It's Offical! I am falling apart!
So I went for a follow up visit after having some tests done at the Endocrinologist ( my doc suggested I go, thought something was wrong with my thyroid). The good news is that my thyroid is fine. HOWEVER, the rest of me is falling apart.
1. I am prediabetic. I have to go and have the 2 hour glucose test done next week to have some more testing done about that.
2. I have abnormally high liver function test. So I have to go and have a sonogram of my liver next week. Most likely it is caused by having a fatty liver. Guess I never concidered that my liver could be fat too. 
3. My diastolic blood pressure is a bit high (90) so could be a sign of becoming hypertensive.
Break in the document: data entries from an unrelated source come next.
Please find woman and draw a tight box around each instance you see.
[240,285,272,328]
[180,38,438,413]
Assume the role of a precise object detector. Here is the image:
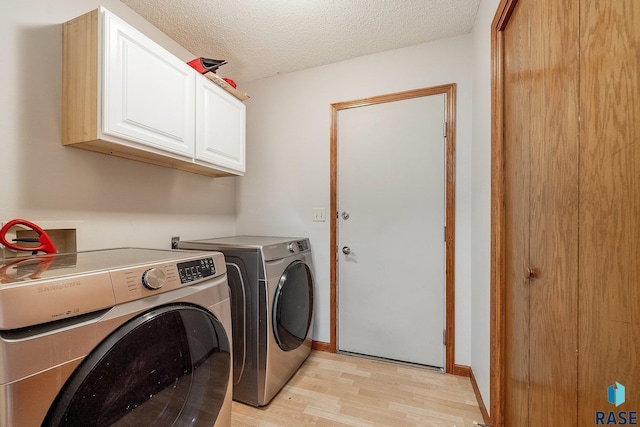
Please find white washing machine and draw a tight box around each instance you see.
[178,236,313,406]
[0,248,232,427]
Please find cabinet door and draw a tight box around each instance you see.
[102,10,196,158]
[195,78,245,173]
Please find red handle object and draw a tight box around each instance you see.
[0,219,57,254]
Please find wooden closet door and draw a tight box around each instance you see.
[504,0,579,426]
[503,0,535,426]
[529,0,579,427]
[578,0,640,425]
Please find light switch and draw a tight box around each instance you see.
[313,208,327,222]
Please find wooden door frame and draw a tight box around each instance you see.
[489,0,517,427]
[329,83,458,373]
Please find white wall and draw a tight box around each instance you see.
[471,0,500,410]
[0,0,236,258]
[237,35,473,365]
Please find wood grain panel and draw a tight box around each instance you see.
[329,83,457,373]
[578,0,640,425]
[62,10,98,145]
[231,351,482,427]
[529,0,579,427]
[503,0,531,426]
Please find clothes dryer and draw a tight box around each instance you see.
[178,236,313,406]
[0,248,232,427]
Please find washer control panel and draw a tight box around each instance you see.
[142,268,167,290]
[178,258,216,285]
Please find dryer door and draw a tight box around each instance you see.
[43,304,231,426]
[273,260,313,351]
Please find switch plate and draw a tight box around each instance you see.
[313,208,327,222]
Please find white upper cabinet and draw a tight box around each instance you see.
[196,79,245,174]
[62,7,245,176]
[102,11,196,157]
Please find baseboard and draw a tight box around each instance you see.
[311,341,332,353]
[453,365,491,425]
[452,364,471,378]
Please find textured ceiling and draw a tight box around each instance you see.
[121,0,480,82]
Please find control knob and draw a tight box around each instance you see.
[142,268,167,291]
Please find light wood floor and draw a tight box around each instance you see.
[231,351,482,427]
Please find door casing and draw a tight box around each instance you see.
[329,83,458,375]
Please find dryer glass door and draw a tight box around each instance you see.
[273,260,313,351]
[43,305,231,426]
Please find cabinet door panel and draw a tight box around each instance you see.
[196,79,245,173]
[102,13,196,157]
[503,0,531,426]
[529,0,579,427]
[578,0,640,425]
4. My testosterone levels are a little elevated. So now I am just waiting for my beard to start growing.
5. finally, I have elevated cholesterol.
Well, there it is, me in a nut shell. I am really feeling in the dumps right about now. Trying not to, but I am. I have known I needed to make some changes, but hearing all of this has me depressed. Of course, when I am depressed, what do I want to do???? EAt. I am trying this instead. Writing how I am feeling and hoping it helps.
I guess what is bothering me the most is that I let myself get this way. These are all issues that would not have happened if I were not fat. I am trying to use it as motivation, and not a depressor.
Thanks to anyone who read this and let me vent. I think it helped.